The Odyssey Project, an eight-month program of college-level humanities courses for low-income students, will be offered at two sites in Chicago in the fall of 2006.

CHICAGO The Illinois Humanities Council (IHC) is pleased to announce that it is accepting applications for The Odyssey Project, a free, eight-month college-level humanities course for low-income adults. Classes will begin in mid-September at Ariel Community Academy on the South Side of Chicago and at the Howard Area Community Center in Rogers Park on the North Side of Chicago. Download an application on-line or for more information about The Odyssey Project, please call Amy Thomas Elder at (773) 550-9406. You can also learn more at

Founded on the premise that engagement with the humanities can offer a way out of poverty, The Odyssey Project, in partnership with the Bard College Clemente Course in the Humanities, offers participants 110 hours of instruction in five humanistic disciplines. Students explore great works in literature, art history, philosophy, and U.S. history, and develop skills in writing and critical thinking. The Odyssey Project is part of the Bard College Clemente Course in the Humanities, offered at approximately a dozen locations around the United States. The Odyssey Project is entering its seventh year here in Chicago. On Saturday, May 20, 32 students graduated from the Chicago Odyssey Project class of 2006.

“The IHC is thrilled to begin our seventh year of offering such high-quality education to men and women who otherwise would not be able to afford it,” explains Amy Thomas Elder, Director of the Odyssey Project. “Their experience in The Odyssey Project has led most of the students to look more closely at continuing their education at a four-year university.”

Classes meet two evenings a week over a twenty-eight week period at a host site located in the community (the sites for 2006-07 are Ariel Community Academy on the South Side of Chicago and the Howard Area Community Center on the North Side). Syllabi and reading lists are roughly equivalent to those a student might encounter in a first-year humanities survey course at a first-rate university. Tuition is free; books, on-site babysitting, and CTA fare cards are also provided.
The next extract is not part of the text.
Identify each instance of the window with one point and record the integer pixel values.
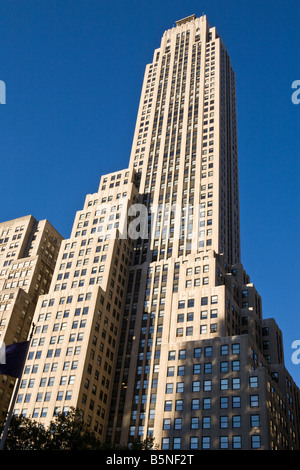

Bard College grants a certificate of achievement to any student who completes the course and six college credits to those completing it at a high level of performance.


There are five discrete sections: Philosophy, U.S. History, Literature, Art History, and Writing and Critical Thinking. In addition, the course offers tutoring, especially with writing.


The only requirements are that applicants be at least 18 years old, live in a household with income below 150 % of the Federal poverty level, and be able to read a newspaper in English.


Teachers for The Odyssey Project are professors from the University of Chicago, DePaul University, and Northwestern University.

The Odyssey Project is offered in partnership with the University of Chicago and is funded in part by The Field Foundation of Illinois.

The Illinois Humanities Council is a nonprofit educational organization [501 (c) 3] dedicated to fostering a culture in which the humanities are a vital part of the lives of individuals and communities. Organized in 1973 as the state affiliate of the National Endowment for the Humanities, the IHC creates programs and funds organizations that promote greater understanding of, appreciation for, and involvement in the humanities by all Illinoisans, regardless of their economic resources, cultural background, or geographic location. The IHC is supported by state, federal, and private funds.